Не могло во мне зарождаться живое существо. Его так быстро не стало…
У меня появилось ощущение чистоты и невесомости, лишь тяжесть в паху, будто якорь, удерживала меня на кровати, а иначе я полетела бы следом за совой, богиней и луной, скользя над верхушками деревьев, в сторону запада, к морю.
Общество оказалось немногочисленным: два квинтарка, три дамы, трио из адвокатов принца и при них писец, Кристен Карулан да я сама.
Меня сопровождала девушка, которую в свое время обучила Роза (куда более способная, чем та, на которую пал мой выбор). Две дамы выступали в роли моих официальных свидетелей. Одна из них оказалась принцессой из старого клана, связанного родством с императорским домом. Время от времени она бросала на Карулана своеобразные неописуемые взгляды, в которых чувствовалось всесилие, но без притязаний. Наверное, они когда-то были любовниками. Как и у него, у нее было имя, но не было денег. Со мной она держалась совершенно обворожительно.
Обряд по сути дела обрядом не являлся, но стараниями Карулана церемония весьма походила на него. Она происходила в зале в присутствии всей старшей челяди, по-парадному разодетой; в вазах — хризантемы, символ побед, а наверху по стенам галереи на старинных консолях укреплены горящие факелы, чтобы добавить света к тому, что излучает частокол свечей. Желтые и красные огни отражаются в поверхности щитов, играют на резьбе — картина варварского изобилия.
Нашу нарядную одежду дополняли цветочные гирлянды. Мужчины надели парадные мундиры, а мой партнер подпоясался алым кушаком с бахромой, указывающим на его ранг, на груди сияла эмблема дома Каруланов — солнце с лучами.
Он подарил мне кольцо. Тяжелое, серебряное с рельефным украшением из гелиотропов — вещь, которую ему (мне) не пришлось покупать, это фамильная драгоценность. Возможно, все мужчины, принадлежавшие к ветви Каруланов, по очереди дарили его своим узаконенным любовницам, а когда те умирали, забирали кольцо обратно.
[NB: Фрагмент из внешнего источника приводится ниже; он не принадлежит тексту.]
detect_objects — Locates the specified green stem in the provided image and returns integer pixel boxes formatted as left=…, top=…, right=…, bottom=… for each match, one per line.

Адвокаты держали листы бумаги, а мы считывали с них слова обетов, речь шла о моей верности и послушании Карулану, о том, что он обязуется почитать и защищать меня. Мы подписали три документа, свидетели тоже поставили подписи, их скрепили судейской печатью и один из них выдали нам с Каруланом.
Затем принесли топаз. Мы, Карулан и я, сделали подношение Випарвету, а Карулан вдобавок воскурил перед богом фимиам и попросил, чтобы его перед лицом бога признали защитником поместья.
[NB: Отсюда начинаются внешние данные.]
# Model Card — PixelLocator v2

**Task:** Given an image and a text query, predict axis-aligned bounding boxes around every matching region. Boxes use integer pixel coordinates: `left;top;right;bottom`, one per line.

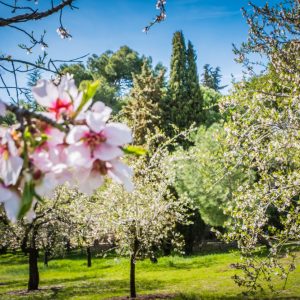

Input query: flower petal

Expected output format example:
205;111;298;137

86;111;106;133
66;144;94;168
94;143;123;161
0;156;23;186
0;185;21;222
102;123;132;146
107;160;134;192
0;100;6;117
78;171;104;196
66;125;90;144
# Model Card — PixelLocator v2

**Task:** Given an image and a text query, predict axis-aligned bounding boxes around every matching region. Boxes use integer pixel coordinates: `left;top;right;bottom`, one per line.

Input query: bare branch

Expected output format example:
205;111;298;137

0;0;75;27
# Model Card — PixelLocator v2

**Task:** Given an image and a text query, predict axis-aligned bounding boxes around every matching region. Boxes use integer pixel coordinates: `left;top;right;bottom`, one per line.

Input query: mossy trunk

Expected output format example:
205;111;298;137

28;248;40;291
44;250;50;267
130;255;136;298
86;247;92;268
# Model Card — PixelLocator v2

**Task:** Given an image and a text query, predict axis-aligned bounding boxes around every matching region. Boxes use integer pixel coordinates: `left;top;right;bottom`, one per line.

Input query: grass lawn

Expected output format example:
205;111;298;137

0;252;300;300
Прозвучали тосты в нашу честь, в честь предков Гурца, госпожи (она не пришла, не знаю почему — повинуясь правилам или желая нанести оскорбление), в честь императора — при этом ни один из нас не усмехнулся. В конце концов слугам выдали по бокалу с вином. Мельм выступил вперед, дабы вручить Карулану символический ключ, всегда принадлежавший мужчине, владельцу поместья. Потом Мельм опустился на колени и приложил руку к полу, а Карулан поставил ногу поверх нее.
Этот же ритуал они, наверное, совершали с Киром Гурцем, когда оба были еще подростками. Но Мельм казался жизнерадостным, его крысиное лицо выражало лишь благоговейную почтительность. Карулан помог ему подняться с колен и похлопал его по плечу. А потом вручил ему золотой империал, что тоже полагается по обычаю.
Слуги захлопали в ладоши и, осушив бокалы, отправились в комнаты для прислуги, где должна была состояться «крестьянская пирушка», как выразились дамы.
Прибывший с адвокатами писец и моя горничная последовали за ними, а мы сели обедать в разукрашенном зале; каждое из блюд отдавало дымком. Никто не упоминал ни о договорах, ни о терпимости к противнику, если не считать пары замечаний по поводу изобилия чаврийцев и вообще южан на улицах Крейза. Для сегодняшнего вечера такого понятия, как война, не существует, точно так же, как не существует на свете подлинного супружества.
Покончив с тортом (украшенным лучистым солнцем и жезлом, увитым цветами), с ликерами и бренди, мой нынешний покровитель поблагодарил гостей, поднялся с места и протянул мне руку.
Мне не оставалось ничего иного, как встать и протянуть ему свою. Со стороны сидевших рядом квинтарков последовал сдержанный, но весьма живой отклик, а дамы принялись обмахиваться веерами. Стоявший у дверей виночерпий с улыбкой поклонился. На лестнице появились две горничных, держа в руках новые блюда со сладким, они так и просияли, глядя, как мы идем им навстречу, все еще рука об руку.